A construction of finite fields

We next turn to the finite field analog of the above section. One advantage we had when constructing $\mathbb{Q}(\sqrt{2})$ (for example), was that ``$\sqrt{2}$'' made sense - it was an element of the larger field $\mathbb{R}$ which contains $\mathbb{Q}$.

Example 2.1.16   Suppose we want to construct the analog of $\mathbb{Q}(\sqrt{2})$ but with $\mathbb{Q}$ replaced by $\mathbb{F}_3$. First, we need to check that $2$ is not a perfect square in $\mathbb{F}_3$ (it isn't but the reader should check this). Second, and more important perhaps, we need to define $\sqrt{2}$.

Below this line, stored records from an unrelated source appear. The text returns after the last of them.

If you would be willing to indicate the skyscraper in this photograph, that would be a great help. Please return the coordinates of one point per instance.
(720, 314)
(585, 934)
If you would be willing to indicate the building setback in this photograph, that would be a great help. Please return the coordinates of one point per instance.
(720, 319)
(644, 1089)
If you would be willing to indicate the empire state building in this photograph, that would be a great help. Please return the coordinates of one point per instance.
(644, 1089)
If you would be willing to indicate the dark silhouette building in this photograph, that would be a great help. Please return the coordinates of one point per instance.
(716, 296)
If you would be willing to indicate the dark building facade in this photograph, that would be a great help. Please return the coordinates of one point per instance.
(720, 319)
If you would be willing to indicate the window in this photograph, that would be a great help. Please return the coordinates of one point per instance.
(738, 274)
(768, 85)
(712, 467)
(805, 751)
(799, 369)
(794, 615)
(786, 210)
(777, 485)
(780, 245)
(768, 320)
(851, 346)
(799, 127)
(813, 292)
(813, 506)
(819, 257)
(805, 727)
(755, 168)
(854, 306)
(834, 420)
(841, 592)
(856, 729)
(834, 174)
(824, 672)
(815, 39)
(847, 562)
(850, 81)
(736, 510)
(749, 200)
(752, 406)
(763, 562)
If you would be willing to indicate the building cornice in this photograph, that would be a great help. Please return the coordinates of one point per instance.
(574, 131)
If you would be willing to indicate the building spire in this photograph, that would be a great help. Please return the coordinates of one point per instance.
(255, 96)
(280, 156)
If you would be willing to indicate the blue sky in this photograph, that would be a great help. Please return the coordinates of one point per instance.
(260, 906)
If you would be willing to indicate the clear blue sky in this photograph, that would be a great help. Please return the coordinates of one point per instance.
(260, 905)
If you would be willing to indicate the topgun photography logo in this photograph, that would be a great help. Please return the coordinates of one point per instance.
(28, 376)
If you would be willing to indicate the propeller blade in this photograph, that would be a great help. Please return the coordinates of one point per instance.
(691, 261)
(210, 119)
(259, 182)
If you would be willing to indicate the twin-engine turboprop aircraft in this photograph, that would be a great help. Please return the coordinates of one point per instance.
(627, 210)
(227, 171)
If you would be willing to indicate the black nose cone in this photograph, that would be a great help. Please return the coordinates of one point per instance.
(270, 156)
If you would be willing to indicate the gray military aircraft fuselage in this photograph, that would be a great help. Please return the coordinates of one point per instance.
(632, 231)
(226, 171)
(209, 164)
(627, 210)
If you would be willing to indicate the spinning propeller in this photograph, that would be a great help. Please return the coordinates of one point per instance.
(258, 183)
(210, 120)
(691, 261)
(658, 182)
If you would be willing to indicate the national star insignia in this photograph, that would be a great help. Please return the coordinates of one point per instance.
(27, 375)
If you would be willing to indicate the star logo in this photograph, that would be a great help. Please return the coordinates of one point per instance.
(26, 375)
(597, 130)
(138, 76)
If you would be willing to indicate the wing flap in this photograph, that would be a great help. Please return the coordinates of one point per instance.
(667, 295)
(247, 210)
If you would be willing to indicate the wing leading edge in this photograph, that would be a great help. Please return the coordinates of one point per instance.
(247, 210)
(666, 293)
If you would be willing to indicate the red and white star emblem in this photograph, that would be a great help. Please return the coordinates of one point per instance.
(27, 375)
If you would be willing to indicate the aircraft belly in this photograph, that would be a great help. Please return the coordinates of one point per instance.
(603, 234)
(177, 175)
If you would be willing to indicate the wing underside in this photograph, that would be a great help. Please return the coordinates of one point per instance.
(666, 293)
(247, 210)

Let $F$ be a vector space of dimension $2$ over $\mathbb{F}_3$ with vector space basis

$$B=\{e_1=1,e_2=\sqrt{2}\},$$

where $\sqrt{2}$ is a formal symbol for some element which satisfies $e_2^2=2\in \mathbb{F}_3$ and commutes with all the elements of $\mathbb{F}_3$. (We shall see later, thanks to a Kronecker's Theorem 2.6.11, that this makes sense.) In other words, each element of $F$ is of the form

$$x_1e_1+x_2e_2,\ \ \ \ x_i\in \mathbb{F}_3.$$

Note

$$(x_1e_1+x_2e_2)(y_1e_1+y_2e_2) =(x_1y_1+2x_2y_2)e_1+(x_2y_1+x_1y_2)e_2.$$

This implies

$$(x_1e_1+x_2e_2)^{-1}=(x_1e_1-x_2e_2)/(x_1^2-2x_2^2).$$

The field axioms hold for $F$ (the reader should check this), so $F$ is a field of degree $2$ over $\mathbb{F}_3$.

Example 2.1.17   Let $p=5$, so $\mathbb{F}_5= \{{0},{1},{2},{3},{4}\}$ (with addition and multitplication mod $5$). The set of squares is given by

$$\{x^2\ \vert\ x\in \mathbb{F}_5\}=\{{0},{1},{4}\}.$$

In particular, ${2},{3}$ are not squares in this field. Let $e_2=\sqrt{2}$ be a formal symbol for some element which satisfies $e_2^2=2$. This is a root of the polynomial $x^2-2=0$.

The vector space $F$ over $\mathbb{F}_5$ with basis $\{e_1=1,e_2\}$ is 2-dimensional over $\mathbb{F}_5$. Two elements $x_1e_1+x_2e_2=x_1+x_2\sqrt{2}$ and $y_1e_1+y_2e_2=y_1+y_2\sqrt{2}$ are multiplied by the rule

$$(x_1+x_2\sqrt{2}) \cdot (y_1+y_2\sqrt{2})= x_1y_1+2x_2y_2+(x_1y_2+y_1x_2)\sqrt{2}.$$

It is a degree 2 field extension of $\mathbb{F}_5$.

The construction used in the above example may be summarized more generally as follows:

1. Pick an element $m\in \mathbb{F}_p$ which is not the square of another element, if such an element exists.

2. Let $e_1=1$ and $e_2=\sqrt{m}$ be a formal symbol for some element which satisfies $e_2^2=m$.

3. As a set, let $F=\{xe_1+ye_2\ \vert\ x,y\in \mathbb{F}_p\}$. To define $F$ as a field, let $+$ be ``componentwise addition'' mod $p$ and let $\cdot$ be defined by
   $$(x_1+x_2\sqrt{m}) \cdot (y_1+y_2\sqrt{m})= x_1y_1+mx_2y_2+(x_1y_2+y_1x_2)\sqrt{m}.$$

A finite field $F$ constructed in this way is called a quadratic extension of $\mathbb{F}_p$. A finite field $F$ constructed in this way has $p^2$ elements.

Remark 2.1.18   What if every element of $\mathbb{F}_p$ is the square of another element? (This can happen, for example, when $p=2$.) In this case, the above construction does not apply. However, other constructions do work. Details, will be given in the following section and in §2.6.